Btw, I think it is largely a coincidence that some researchers happened to develop an interest to have yet another and this time a deeper look at that mine field. I think we would be very ill advised to assume that nobody else (think: state players like nsa) haven't done some research, too and considering their means and resources I do not at all feel safe and cool.

mksh · January 2018

@Maounique said:
Yes, as a guest os I see a cpu and I will execute code I know it can support, An attacker can force me to execute code which I know it will not run, but the hypervisor will not pass it unchanged. The idea that an attacker can craft a code to use regular core2due instructions

Not sure why you think the instruction set matters that much. It's hardly about particular instructions but how they are executed. Besides as @perennate said above cpu capabilities aren't enforced. It's merely a hint to the virtualized OS about what's available. You are free to run code that uses instructions not officialy supported and it will be fine as long as the host CPU supports them. Executing instruction is nothing more than pointing IP at a bunch of bytes. Hell, you can jump into the middle of some multibyte instruction having it gain a completly different meaning and it's perfectly legal code.

TL;DR low hanging fruit. Virtualization does significantly complicates the issue, making it not worth it beyond a somewhat forced PoC.

I wouldn't be so sure about the significantly part.

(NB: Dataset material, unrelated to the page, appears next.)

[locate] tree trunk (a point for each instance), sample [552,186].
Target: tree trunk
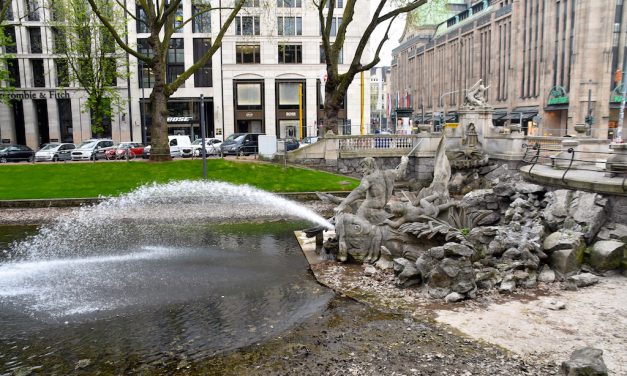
[332,107]
[160,147]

Automation is key and as long as you can sanity check your result what hinders you to just throw a million tries per second at it. Sorry, no offense but it seems underestimate exploit writers alot and if this has any chance of taking control of the host node it is very very juicy. Expect some really smart guys to invest tons of time into making this work.

Side question: Do you have any hands on experience working with machine code?

Edit: Clarity.

perennate · January 2018

Does anyone know of any performance benchmarks specifically testing virtualization software?

Also @bsdguy do you think that virtio and similar features could avoid some of the overhead you mentioned? I don't know much about how that works.

bsdguy · January 2018

@mksh

@perennate said:
@bsdguy answered this, but put another way, virtualization is black-and-white: you can either run the VM on the CPU, or emulate each instruction. There is no in-between that allows you to efficiently filter each instruction before it runs.

Sorry, No. In fact, that is what some emulators do (more or less well), that's how it works. It's, however, done on a lower level, it's the binary that is "filtered" and where forbidden (or not existing on a given guest architecture) binary instructions are trapped out (deviated to the hypervisor). And btw. modern cpus also translate the binaries; that's (well, something very similar) what microcode was mainly about.

However, there are obviously two problems. One is that that mechanism considerably slows down things (those deviations cause a privilege level switch). And the second one is that we must rely on and trust that the software (e.g. kqemu) does it well and correctly, which is a problem in itself because software by its very nature can be hacked and changed easier than hardware. That's why I brought that problem up also above. The whole thing is based on an assumption set (my hypervisor software does it and does it correctly and it is the correct software and not a hacked version) that may or may not hold true.

Summary: It is strongly preferable to have properly working cpus over emulating and filtering in software.

bsdguy · January 2018

@perennate said:
Also @bsdguy do you think that virtio and similar features could avoid some of the overhead you mentioned? I don't know much about how that works.

Virtio and friends are about a quite different thing, namely about virtualizing i/o and hardware, pcie access, etc.

As for benchmarks, yesno. I know that there are benchmarks but I don't know them in detail. What I do know is that most decent virtualization nowadays is in the single digit performance loss range and that executable filtering and instruction trapping and simulating quickly gets into the 2 digit range

mksh · January 2018

@bsdguy said:
@mksh

@perennate said:
@bsdguy answered this, but put another way, virtualization is black-and-white: you can either run the VM on the CPU, or emulate each instruction. There is no in-between that allows you to efficiently filter each instruction before it runs.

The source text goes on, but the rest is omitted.